Expression changes of discussed genes remain controversial, and data from different studies might not be comparable due to differences in biological setups, including different stimuli as well as different material used (either biopsy specimen or cultured cells), interspecies variability and methodological issues. Being regulators of metabolism, both genes may be governed by different mechanisms in different species. It was shown that TBC1D1 variants are linked to obesity in many species, including human, rabbit and chicken, while deletion of murine Tbc1d1 suppressed obesity in ob/ob mice [35]. Kinase activation pattern, including Tbc1d1 phosphorylation in murine skeletal muscles, did not show the same pattern in human muscles [36].

Different adipose tissue depots exhibit different expressional pattern, this study was performed on in vitro differentiated subcutaneous adipocytes.

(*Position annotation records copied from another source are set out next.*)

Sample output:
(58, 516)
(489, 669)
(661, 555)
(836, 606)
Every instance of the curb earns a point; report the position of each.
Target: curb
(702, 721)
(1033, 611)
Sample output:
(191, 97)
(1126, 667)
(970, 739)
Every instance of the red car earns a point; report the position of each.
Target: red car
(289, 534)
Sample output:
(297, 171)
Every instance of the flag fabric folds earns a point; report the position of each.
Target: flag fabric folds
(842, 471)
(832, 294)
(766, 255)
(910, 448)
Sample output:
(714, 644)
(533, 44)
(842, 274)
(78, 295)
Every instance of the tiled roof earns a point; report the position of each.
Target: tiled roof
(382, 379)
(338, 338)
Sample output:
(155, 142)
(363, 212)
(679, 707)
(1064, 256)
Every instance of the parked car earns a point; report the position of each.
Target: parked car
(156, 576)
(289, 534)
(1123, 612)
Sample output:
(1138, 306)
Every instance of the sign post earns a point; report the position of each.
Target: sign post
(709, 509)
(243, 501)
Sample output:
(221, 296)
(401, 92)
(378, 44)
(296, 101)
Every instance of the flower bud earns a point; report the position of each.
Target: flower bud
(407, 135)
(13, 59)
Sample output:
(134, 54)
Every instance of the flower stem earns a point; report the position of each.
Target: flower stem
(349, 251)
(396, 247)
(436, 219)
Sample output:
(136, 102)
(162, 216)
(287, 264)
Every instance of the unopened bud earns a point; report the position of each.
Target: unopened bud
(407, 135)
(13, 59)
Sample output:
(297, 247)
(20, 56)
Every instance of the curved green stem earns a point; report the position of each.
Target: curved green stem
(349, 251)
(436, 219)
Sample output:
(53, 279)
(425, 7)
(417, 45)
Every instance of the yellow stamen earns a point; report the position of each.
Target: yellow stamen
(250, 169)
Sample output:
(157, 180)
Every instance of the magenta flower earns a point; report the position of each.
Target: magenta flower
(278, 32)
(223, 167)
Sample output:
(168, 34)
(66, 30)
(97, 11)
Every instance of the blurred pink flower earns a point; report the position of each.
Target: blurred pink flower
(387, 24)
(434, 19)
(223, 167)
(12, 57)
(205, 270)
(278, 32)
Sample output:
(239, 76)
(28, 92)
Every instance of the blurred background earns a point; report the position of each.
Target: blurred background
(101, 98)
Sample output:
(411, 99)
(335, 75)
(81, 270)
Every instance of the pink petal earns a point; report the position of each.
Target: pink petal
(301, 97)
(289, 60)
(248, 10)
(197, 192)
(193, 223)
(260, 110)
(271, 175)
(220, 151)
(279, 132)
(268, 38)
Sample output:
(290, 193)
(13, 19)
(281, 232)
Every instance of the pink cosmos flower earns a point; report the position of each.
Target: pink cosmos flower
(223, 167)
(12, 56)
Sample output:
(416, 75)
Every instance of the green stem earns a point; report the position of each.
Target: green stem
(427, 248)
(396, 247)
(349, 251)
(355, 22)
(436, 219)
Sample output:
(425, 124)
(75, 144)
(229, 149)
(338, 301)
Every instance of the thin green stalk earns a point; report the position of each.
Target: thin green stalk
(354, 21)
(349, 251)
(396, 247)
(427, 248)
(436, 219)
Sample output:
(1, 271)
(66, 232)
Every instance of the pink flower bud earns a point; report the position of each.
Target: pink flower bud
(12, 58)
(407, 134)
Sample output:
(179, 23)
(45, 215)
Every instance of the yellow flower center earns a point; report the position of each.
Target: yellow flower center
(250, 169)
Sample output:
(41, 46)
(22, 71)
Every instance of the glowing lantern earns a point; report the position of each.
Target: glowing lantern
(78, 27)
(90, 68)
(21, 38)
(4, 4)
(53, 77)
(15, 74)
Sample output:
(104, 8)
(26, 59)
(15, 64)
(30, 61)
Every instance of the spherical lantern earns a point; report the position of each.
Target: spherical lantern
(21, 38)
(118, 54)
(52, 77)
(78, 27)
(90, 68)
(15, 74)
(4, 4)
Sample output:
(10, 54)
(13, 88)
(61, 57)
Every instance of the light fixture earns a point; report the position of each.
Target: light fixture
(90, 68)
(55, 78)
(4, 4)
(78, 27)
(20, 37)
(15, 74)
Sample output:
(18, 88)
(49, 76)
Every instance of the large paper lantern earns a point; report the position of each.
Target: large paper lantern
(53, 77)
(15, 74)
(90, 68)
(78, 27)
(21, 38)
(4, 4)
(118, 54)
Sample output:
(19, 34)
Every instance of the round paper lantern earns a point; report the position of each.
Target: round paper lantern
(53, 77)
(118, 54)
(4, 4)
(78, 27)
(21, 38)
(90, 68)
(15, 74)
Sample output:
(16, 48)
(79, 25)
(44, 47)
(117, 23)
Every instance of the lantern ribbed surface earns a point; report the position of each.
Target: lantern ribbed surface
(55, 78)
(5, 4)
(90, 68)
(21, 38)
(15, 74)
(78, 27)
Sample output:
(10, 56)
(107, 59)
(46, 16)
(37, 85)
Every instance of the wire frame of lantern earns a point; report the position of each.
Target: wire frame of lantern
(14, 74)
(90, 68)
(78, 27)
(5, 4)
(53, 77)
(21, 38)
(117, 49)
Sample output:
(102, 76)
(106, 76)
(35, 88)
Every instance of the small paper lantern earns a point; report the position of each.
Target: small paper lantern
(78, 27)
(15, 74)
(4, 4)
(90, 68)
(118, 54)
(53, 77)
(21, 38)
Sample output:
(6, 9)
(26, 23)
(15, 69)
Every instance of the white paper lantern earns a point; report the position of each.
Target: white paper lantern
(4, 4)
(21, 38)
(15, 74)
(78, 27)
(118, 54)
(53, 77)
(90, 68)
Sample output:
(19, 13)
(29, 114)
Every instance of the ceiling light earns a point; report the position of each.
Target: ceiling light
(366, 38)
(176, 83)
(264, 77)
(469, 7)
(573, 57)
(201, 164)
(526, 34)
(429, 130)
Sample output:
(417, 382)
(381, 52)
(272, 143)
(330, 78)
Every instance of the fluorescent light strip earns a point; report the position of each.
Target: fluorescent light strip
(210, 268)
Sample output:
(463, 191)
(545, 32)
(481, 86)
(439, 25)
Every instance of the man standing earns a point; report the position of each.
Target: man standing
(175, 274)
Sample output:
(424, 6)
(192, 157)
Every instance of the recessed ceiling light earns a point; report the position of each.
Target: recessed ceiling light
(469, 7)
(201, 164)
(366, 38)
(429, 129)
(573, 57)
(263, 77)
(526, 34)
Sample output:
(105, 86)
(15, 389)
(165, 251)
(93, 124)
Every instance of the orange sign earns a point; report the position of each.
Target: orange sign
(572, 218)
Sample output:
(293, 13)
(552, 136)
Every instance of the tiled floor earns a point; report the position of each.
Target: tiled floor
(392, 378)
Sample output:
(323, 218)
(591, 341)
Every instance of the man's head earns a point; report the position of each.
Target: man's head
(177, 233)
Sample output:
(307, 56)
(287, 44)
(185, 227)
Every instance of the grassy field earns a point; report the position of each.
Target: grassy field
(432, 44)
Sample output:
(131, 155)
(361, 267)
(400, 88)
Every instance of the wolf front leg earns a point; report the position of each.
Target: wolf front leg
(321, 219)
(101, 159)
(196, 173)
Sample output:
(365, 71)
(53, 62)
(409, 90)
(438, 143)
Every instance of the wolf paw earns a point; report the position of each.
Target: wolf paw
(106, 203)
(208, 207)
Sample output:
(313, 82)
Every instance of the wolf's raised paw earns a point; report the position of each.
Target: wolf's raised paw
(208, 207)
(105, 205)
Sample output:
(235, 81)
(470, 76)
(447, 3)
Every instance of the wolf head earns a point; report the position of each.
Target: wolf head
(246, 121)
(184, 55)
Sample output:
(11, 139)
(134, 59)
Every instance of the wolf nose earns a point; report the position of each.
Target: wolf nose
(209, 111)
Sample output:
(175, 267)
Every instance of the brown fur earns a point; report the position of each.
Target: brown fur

Further work is needed to confirm the observation on different adipocytes populations. Nevertheless changes in TBC1D1 and TBC1D4 expression in human adipocytes were not subject of thorough studies. Changes in expression levels were rather noted in addition in studies of regulation of other genes, involved in insulin signalling pathway regulation. It is reasonable to conclude that relative shortage of data showing no change in TBC1D1 and TBC1D4 results from publication bias; therefore, our findings provide additional insight into the role of both genes.